Conversation
Rust is is not a "silver bullet" that can solve all security problems, but it sure helps out a lot and will cut out huge swatches of Linux kernel vulnerabilities as it gets used more widely in our codebase.

That being said, we just assigned our first CVE for some Rust code in the kernel: https://lore.kernel.org/all/2025121614-CVE-2025-68260-558d@gregkh/ where the offending issue just causes a crash, not the ability to take advantage of the memory corruption, a much better thing overall.

Note the other 159 kernel CVEs issued today for fixes in the C portion of the codebase, so as always, everyone should be upgrading to newer kernels to remain secure overall.
2
109
167

@gregkh I'm pretty sure now that Torvalds goes all in on vibe coding, Linux will get the bad Rust code it deserves rather sooner than later.

0
0
0

@gregkh Oh well, it's in an unsafe { } block, so all bets are off!

1
0
0

@penguin42 @gregkh Rust's type system persists into `unsafe` blocks, including e.g. lifetime checks. The remove function itself depends on two lifetime-bound entities and relies on the fact that the references are real to prove certain operations are correct to perform.

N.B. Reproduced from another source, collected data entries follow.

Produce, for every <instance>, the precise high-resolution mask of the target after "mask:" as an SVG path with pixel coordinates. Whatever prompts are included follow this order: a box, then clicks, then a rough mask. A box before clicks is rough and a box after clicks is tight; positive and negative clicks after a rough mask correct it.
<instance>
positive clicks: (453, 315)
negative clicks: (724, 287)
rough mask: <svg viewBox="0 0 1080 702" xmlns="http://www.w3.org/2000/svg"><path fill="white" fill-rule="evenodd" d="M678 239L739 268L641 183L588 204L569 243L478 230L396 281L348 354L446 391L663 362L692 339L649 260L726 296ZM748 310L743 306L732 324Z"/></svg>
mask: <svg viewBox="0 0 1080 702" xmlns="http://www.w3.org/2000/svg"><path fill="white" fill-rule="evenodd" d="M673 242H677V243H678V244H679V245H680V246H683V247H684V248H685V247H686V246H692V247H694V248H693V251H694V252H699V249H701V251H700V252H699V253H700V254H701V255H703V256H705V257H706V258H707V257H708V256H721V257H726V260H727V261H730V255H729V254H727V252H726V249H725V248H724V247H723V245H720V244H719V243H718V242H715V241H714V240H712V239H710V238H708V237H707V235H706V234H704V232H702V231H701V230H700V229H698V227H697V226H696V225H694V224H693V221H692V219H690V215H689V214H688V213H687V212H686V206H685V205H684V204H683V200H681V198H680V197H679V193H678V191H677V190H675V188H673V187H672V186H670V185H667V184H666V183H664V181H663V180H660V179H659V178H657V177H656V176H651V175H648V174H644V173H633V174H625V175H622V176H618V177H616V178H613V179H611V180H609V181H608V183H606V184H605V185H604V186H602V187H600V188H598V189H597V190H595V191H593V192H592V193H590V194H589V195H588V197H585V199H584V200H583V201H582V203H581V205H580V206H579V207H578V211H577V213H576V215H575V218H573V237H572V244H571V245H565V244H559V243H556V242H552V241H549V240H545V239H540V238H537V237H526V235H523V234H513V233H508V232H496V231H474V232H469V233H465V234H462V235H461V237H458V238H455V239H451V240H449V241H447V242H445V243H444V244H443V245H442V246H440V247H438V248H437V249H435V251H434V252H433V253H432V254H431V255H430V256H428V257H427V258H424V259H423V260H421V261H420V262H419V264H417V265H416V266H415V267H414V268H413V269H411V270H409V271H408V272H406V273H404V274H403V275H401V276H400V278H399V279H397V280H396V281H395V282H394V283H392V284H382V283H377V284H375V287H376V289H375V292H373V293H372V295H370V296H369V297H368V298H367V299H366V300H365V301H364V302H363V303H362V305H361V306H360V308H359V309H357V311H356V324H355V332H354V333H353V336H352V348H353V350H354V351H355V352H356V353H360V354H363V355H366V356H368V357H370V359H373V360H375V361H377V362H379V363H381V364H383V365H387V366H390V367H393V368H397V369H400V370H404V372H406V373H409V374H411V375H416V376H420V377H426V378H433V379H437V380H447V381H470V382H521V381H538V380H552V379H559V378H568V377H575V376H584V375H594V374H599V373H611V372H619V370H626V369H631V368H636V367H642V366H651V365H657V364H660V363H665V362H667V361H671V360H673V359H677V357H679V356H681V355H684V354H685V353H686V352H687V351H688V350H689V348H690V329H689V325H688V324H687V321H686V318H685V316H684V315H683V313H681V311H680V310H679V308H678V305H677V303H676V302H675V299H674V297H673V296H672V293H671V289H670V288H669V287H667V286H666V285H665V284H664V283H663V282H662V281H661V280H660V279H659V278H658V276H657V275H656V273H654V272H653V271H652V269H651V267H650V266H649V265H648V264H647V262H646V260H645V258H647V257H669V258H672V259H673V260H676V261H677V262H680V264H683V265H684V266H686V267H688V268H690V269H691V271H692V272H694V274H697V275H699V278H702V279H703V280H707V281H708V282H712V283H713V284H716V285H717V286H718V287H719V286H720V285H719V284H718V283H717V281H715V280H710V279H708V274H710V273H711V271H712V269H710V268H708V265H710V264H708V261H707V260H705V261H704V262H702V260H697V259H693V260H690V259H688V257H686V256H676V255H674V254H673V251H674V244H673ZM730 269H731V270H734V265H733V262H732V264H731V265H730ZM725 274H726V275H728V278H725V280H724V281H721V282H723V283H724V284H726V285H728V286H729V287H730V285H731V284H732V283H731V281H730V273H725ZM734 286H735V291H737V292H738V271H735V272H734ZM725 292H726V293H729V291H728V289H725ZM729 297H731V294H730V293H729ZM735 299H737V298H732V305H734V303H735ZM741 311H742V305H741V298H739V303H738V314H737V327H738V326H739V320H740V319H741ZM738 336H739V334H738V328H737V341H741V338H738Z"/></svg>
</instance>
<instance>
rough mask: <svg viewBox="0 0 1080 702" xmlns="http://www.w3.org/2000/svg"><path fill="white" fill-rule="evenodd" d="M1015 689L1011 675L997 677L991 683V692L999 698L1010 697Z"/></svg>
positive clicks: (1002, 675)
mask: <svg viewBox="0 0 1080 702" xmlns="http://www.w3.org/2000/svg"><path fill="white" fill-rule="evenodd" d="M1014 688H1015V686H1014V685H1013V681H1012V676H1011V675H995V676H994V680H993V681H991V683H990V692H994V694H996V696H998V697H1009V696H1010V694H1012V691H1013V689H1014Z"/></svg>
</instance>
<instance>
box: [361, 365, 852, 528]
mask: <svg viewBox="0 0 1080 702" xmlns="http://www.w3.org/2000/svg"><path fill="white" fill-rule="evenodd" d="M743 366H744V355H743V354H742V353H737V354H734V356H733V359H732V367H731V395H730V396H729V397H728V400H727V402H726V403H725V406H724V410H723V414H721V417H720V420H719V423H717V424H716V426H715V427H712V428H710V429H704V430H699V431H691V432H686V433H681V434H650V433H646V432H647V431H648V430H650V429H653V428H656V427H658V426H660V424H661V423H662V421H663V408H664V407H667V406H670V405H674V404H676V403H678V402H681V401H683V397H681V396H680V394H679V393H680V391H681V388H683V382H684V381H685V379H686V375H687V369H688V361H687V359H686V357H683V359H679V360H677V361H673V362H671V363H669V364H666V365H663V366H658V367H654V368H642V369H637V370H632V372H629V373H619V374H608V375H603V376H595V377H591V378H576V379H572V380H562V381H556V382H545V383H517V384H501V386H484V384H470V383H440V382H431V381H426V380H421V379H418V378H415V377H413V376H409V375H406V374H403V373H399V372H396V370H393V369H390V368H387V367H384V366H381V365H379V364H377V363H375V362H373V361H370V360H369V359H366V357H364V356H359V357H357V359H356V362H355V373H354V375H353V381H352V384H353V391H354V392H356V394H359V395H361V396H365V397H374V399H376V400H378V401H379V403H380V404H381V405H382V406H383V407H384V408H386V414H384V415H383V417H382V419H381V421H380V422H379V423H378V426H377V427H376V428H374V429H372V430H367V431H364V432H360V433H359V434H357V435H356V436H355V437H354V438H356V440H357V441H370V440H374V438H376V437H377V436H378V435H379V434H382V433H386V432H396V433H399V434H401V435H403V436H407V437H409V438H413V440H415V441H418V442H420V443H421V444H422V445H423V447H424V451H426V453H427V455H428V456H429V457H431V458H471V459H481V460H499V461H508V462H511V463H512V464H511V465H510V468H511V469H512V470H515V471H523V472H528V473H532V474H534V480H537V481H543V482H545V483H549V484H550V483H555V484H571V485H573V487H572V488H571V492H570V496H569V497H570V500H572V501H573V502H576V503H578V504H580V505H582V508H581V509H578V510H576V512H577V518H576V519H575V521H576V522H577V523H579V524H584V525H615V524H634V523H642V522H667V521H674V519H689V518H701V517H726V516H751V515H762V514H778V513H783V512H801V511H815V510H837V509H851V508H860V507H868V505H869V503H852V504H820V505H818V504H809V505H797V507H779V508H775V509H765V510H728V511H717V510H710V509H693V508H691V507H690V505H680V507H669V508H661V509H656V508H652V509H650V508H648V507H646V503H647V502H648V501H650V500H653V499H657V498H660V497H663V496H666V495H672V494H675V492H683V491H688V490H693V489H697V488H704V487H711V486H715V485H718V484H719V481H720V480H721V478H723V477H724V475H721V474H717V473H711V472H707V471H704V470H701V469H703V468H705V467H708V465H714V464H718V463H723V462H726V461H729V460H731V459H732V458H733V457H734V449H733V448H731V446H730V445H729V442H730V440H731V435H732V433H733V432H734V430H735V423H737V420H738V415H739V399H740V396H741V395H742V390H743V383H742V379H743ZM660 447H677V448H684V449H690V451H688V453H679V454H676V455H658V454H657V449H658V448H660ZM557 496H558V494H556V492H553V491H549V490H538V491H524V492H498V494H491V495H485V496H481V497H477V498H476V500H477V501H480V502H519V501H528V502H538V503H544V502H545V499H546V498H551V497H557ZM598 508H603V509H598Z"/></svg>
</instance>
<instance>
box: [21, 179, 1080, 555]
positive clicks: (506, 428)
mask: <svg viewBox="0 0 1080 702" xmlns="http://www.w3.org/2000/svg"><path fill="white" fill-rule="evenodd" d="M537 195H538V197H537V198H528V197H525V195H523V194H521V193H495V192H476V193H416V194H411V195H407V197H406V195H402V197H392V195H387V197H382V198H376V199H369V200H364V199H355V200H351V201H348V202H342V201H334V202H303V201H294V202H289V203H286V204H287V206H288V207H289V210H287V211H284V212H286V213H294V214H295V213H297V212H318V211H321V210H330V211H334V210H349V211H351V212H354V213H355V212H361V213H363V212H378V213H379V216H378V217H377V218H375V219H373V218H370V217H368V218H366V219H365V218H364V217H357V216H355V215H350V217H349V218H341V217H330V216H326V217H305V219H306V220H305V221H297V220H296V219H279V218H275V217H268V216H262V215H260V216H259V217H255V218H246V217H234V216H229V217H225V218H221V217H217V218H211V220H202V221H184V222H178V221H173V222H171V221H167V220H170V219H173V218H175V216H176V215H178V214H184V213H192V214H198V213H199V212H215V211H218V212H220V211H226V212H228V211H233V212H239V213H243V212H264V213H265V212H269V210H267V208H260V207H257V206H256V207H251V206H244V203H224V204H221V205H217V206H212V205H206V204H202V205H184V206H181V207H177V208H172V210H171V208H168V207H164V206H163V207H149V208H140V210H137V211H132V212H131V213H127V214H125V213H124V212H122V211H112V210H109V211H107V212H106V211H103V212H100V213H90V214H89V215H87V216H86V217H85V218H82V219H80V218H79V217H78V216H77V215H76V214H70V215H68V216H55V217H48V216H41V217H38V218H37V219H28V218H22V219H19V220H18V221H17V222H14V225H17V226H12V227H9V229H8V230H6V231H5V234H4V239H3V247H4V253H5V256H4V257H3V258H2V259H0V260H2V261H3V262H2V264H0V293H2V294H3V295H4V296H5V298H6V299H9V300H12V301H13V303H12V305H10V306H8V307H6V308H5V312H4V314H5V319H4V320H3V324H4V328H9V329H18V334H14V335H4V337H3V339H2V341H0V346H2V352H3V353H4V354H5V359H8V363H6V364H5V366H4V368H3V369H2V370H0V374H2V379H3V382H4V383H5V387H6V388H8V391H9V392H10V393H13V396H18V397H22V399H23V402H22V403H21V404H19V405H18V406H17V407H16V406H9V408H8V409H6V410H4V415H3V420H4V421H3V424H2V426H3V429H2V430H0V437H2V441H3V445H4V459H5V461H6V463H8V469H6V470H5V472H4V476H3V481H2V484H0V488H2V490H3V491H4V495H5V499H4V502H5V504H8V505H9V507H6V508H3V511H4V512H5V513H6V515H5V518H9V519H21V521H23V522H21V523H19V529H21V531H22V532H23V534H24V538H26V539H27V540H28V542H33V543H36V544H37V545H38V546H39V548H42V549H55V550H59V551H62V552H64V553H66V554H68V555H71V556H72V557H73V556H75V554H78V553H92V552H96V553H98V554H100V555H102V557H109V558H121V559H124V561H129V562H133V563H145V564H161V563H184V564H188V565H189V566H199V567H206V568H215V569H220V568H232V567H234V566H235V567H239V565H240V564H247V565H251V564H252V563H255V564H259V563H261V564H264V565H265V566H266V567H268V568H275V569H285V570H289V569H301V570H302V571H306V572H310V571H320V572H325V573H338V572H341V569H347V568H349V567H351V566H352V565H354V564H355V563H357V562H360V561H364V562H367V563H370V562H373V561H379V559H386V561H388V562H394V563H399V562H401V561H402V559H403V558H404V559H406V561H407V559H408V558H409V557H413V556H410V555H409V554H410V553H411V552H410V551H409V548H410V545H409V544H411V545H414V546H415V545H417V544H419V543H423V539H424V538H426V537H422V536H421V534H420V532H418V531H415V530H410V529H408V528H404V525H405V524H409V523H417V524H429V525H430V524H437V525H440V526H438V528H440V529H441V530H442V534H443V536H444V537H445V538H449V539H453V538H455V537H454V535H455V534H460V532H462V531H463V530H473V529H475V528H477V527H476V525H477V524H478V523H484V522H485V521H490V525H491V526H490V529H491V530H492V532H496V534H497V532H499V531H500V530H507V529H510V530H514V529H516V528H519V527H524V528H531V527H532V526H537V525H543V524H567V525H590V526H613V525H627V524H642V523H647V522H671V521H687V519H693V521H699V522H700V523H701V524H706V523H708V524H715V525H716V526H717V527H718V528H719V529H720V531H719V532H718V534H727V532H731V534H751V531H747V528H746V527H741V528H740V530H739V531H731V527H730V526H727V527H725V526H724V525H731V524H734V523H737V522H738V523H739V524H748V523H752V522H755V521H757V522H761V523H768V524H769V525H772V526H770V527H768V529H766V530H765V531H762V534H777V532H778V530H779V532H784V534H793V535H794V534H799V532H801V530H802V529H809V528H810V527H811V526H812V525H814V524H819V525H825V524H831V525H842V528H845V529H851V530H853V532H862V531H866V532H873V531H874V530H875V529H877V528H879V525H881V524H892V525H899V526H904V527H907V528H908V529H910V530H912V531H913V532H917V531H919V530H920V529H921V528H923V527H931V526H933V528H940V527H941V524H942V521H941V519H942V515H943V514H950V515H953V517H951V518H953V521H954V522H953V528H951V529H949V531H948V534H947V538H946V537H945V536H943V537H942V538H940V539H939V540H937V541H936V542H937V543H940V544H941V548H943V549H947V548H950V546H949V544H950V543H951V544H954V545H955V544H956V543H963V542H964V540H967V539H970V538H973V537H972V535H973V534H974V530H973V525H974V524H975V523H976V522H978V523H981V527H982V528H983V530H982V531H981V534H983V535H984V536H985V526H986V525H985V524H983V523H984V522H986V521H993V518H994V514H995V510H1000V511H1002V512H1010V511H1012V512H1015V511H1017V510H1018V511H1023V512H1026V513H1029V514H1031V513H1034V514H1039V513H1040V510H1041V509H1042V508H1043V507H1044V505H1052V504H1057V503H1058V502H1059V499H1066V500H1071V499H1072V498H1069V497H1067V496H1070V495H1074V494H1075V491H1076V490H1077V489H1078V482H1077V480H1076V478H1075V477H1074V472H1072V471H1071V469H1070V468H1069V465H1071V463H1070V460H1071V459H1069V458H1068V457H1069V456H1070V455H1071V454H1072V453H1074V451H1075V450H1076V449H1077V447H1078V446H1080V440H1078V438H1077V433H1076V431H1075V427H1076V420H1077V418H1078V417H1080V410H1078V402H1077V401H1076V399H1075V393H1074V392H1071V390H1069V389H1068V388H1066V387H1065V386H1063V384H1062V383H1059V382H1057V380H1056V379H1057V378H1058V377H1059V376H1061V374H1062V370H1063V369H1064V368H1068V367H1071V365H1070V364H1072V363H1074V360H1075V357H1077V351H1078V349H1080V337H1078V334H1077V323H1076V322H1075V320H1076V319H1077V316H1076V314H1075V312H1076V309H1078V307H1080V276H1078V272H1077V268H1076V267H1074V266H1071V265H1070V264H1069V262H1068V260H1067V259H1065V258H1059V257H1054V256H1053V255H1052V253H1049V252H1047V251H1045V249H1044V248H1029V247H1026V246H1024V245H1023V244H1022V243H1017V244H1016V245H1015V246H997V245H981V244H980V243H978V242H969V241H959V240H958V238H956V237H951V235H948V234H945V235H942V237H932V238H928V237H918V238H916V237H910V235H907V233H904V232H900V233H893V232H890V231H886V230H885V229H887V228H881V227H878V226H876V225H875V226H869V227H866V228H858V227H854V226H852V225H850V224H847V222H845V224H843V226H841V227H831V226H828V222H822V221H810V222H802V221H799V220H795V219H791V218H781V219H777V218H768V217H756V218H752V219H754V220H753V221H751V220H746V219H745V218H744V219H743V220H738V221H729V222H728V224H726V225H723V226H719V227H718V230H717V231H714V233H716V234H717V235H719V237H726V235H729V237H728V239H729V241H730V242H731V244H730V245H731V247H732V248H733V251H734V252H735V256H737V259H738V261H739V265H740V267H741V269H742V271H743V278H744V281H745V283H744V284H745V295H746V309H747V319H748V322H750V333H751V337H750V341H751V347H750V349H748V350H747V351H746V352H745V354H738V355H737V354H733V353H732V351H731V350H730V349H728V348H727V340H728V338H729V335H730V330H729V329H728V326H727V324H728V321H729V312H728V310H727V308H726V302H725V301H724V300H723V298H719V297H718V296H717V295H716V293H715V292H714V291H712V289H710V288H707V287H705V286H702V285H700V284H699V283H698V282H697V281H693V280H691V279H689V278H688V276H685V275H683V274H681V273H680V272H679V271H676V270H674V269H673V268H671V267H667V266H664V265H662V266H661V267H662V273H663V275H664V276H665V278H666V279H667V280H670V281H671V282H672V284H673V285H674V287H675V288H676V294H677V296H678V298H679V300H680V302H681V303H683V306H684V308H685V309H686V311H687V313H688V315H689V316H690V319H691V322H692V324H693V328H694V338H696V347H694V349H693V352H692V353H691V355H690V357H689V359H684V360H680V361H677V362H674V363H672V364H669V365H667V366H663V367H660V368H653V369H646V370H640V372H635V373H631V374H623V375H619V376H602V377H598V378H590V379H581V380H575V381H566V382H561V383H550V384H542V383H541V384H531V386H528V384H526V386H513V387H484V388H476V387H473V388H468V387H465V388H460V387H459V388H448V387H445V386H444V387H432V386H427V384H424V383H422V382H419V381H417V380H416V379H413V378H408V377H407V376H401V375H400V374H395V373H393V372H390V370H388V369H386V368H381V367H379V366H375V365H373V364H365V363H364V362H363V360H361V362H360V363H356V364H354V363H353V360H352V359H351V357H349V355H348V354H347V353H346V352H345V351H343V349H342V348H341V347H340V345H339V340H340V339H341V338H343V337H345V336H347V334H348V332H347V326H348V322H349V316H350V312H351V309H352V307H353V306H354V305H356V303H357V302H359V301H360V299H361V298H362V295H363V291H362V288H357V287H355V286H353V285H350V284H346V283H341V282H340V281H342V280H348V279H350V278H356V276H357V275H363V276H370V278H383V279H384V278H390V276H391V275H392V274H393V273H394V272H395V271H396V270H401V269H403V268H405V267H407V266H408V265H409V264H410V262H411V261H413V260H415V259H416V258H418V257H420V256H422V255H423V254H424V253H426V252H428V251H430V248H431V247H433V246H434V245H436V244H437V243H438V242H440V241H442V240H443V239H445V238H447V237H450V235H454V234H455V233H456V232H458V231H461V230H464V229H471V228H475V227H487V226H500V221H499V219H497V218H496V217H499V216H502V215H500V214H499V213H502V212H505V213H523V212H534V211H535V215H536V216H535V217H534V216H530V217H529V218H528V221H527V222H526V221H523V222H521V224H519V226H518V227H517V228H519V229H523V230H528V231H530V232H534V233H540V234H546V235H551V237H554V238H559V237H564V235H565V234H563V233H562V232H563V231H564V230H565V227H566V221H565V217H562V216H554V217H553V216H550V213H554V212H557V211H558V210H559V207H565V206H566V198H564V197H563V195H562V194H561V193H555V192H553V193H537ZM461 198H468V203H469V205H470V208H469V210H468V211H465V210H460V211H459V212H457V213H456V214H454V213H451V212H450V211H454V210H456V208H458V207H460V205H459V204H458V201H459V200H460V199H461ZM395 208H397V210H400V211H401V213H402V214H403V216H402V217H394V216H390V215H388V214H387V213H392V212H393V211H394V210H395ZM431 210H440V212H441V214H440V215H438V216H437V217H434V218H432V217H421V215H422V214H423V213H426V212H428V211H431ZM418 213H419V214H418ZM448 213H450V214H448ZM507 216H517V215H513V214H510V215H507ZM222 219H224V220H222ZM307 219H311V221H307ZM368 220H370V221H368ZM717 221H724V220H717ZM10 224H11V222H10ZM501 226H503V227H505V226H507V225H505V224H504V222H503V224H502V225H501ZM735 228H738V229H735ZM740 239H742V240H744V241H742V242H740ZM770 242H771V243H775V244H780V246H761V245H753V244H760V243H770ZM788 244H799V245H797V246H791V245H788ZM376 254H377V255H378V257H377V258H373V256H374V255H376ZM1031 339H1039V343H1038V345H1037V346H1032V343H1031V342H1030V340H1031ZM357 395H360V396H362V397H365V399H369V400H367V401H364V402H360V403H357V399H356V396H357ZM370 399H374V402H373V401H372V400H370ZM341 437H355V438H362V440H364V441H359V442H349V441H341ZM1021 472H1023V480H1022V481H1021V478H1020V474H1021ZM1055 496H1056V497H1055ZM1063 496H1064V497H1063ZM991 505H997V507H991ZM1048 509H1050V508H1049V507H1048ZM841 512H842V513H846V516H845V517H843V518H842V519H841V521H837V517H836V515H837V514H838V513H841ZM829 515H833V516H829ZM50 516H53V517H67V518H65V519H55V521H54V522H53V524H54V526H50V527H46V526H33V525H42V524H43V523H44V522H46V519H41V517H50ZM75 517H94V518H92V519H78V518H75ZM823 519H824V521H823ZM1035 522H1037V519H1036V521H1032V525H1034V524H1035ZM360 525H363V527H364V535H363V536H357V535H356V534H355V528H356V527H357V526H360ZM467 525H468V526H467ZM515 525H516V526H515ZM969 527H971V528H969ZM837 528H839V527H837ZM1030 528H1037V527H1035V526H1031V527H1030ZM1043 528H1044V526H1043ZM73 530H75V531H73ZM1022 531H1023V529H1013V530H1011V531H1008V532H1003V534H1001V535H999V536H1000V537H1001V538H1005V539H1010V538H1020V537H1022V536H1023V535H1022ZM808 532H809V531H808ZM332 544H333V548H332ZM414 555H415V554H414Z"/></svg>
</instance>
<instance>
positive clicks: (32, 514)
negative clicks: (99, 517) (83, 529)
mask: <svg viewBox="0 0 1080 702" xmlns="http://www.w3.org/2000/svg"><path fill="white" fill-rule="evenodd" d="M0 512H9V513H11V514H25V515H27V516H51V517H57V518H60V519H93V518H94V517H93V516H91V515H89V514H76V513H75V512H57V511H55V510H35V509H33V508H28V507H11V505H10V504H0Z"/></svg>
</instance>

The problem is the safety requirement for this function is "leaky", because it includes a requirement about *other* lists. This safety requirement was one chosen by the kernel programmers, though, not Rust.

1
0
0

@jubilee @gregkh Right - it's the places where we're back to letting the programmer define a safety requirement in a way the compiler can't check, that are always the 'fun' places.